As his eyes drifted shut, a faint hum filled the air, like static from a bad TV. He blinked, sitting up, and nearly fell off the bed. A glowing screen hovered in front of him, floating like something out of a sci-fi flick. Blue and translucent, it pulsed with a soft light, and words flashed across it: Synchronization Complete.
"What the—" Jade scrambled back, his heart pounding. The screen shifted, morphing into a familiar layout: the Bannerlord UI. His eyes widened as he saw his name at the top.
[Jade, Level 1 Peasant]
next to a stats window. Strength, Agility, Intelligence, all laid out like in the game. A skill tree branched off to the side, with points in One-Handed Weapons and Leadership faintly glowing, probably from his dagger flailing and keeping the group together. A quest log blinked in the corner, labeled Survive the Village Raid, marked as completed. Below it, a new quest: Seek the Village Elder.

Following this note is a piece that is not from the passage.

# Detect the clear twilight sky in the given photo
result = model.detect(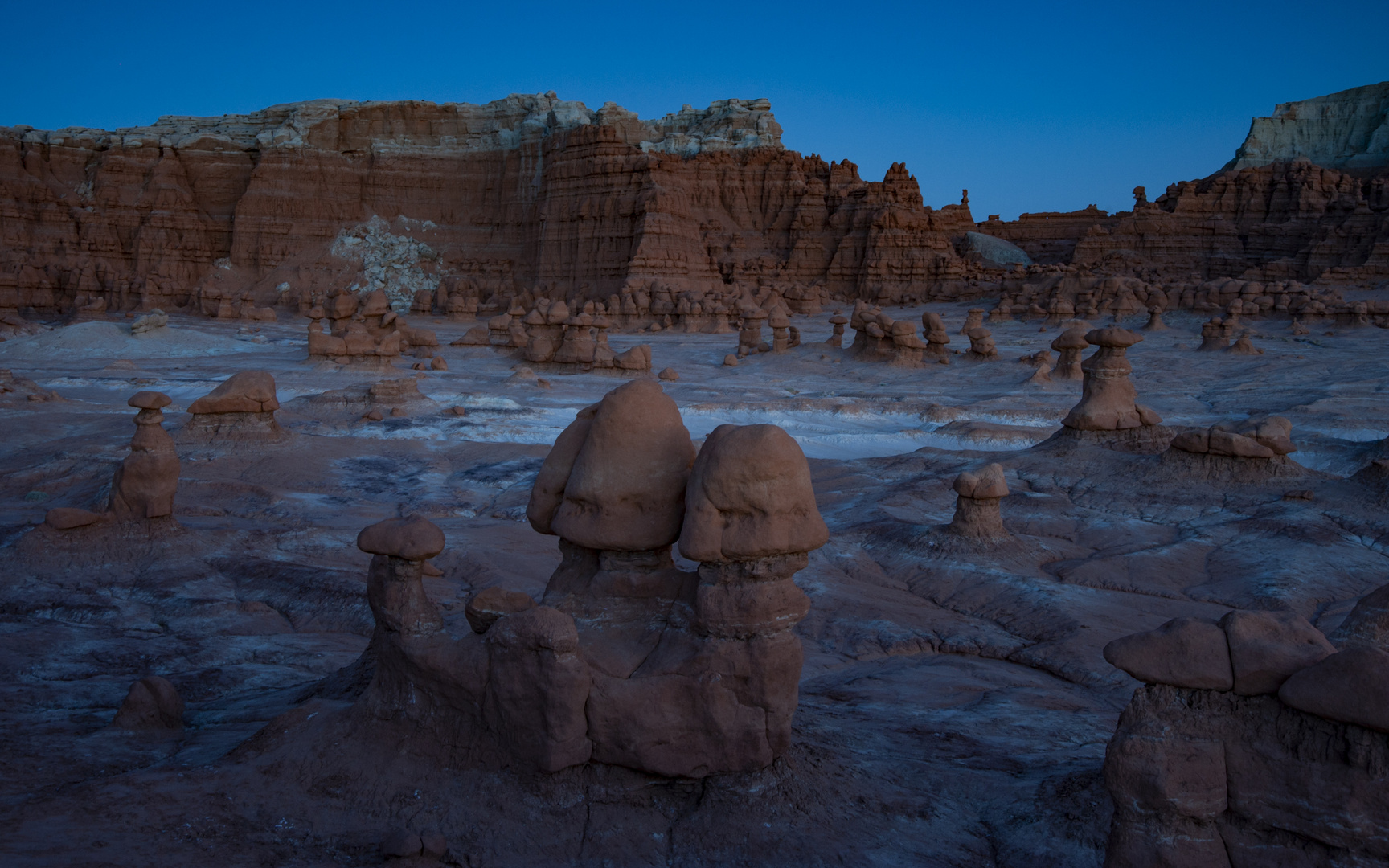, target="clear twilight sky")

Jade stared, his mouth dry. "No way," he whispered. He waved his hand through the screen, expecting it to vanish like a hologram, but it stayed solid, the text sharp and vivid. A small bar at the bottom showed Experience: 50/100 and a few denars in his inventory. It was the full Bannerlord interface, but floating in his face, not on a monitor.
"Okay, okay," he said, trying to calm his racing heart. "This is… a clue. Or a breakdown." He glanced around the empty room, half-expecting a villager to barge in and call him crazy. The screen stayed, unblinking, like it was waiting for him to make a move.